Panel #2

Isolation and Trauma

The second panel on isolation and trauma addressed the manner in which COVID-19 can exacerbate the isolation of LGBTQI+ persons seeking asylum and refugees and could potentially re-trigger trauma. What does social isolation/social distancing mean for LGBTQI+ refugees? How could COVID-19 re-trigger trauma and affect mental and physical health? What does safety mean for LGBTQI+ refugees in light of the pandemic? How does this affect work opportunities? How does COVID-19 affect visions of the future?

Moderator:

Danijel Benjamin Ćubelić is Head of Antidiscrimination at the Office for Equal Opportunities of the City of Heidelberg, Germany. He serves on the advisory board for “Acceptance and Equal Rights” of the state of Baden-Württemberg and as a deputy board member of the German Federal Anti-Discrimination Agency. He is also an adjunct lecturer at the Department for the Study of Religions, Heidelberg University and Speaker of the Islam research group of the German Association for the Study of Religions. Since January 2020, he is managing director of the European Coalition of Cities against Racism.

Panelists:

Lilith Raza is a transwoman with migration background.
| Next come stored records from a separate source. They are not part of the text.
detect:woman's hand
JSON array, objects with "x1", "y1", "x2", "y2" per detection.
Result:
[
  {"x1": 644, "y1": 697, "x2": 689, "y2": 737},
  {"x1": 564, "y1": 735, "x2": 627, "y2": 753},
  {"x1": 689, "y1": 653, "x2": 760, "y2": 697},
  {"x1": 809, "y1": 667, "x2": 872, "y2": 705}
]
She is working for the rights of LGBTI refugees and asylum seekers in Germany since 2015. Since November 2017, she is working for the German wide LSVD e.V Project “Queers Refugees Deutschland”. The aim of the new LSVD project “Queer Refugees Deutschland” is to network the structures existing throughout Germany as well as refugee LGBTI activists and to support them in their work.

Rzouga Selmi is a non-binary Tunisian refugee LGBT*IQ+ activist  former executive office member of the first Tunisian Queer organisation, the tunisian organization for justice and equality DAMJ, and a MSM sexual health peer educator. Rzouga fled to Germany and sought asylum inDecember  2017 where they started advocating for queer refugees rights and engaged with PLUS e.V Mannheim and started volunteering as the queer refugees group leader. They also use their drag platform for raising awareness about Queer rights in the Middle East and north Africa.

Julia Serdarov has an MA in Political Sciences. She is an activists in antiracist and queer-feminist movements and worked in different NGOs (Bayerischer Flüchtlingsrat, Interventionsstelle für Opfer Häuslicher Gewalt, LeTRa). She is involved in LGBTI refugee counseling, press work and campaigns as well as lobby work.

Ibrahim Willeke, gay activist from Lebanon, arrived in Germany at the end 2015 after having survived being thrown off the third floor because of his sexuality. In 2016, he founded SOFRA Cologne, the first LGBTIQ self-organized group from and for LGBTIQ refugees. He was granted subsidiary protection in 2017. He is currently in charge for documenting cases of violence against LGBTIQ refugees in NRW at Rubicon in Cologne. In 2019 he got married to the man of his dreams. Today, Ibrahim Willeke fights for the visibility and the rights of LGBTIQ refugees in Germany.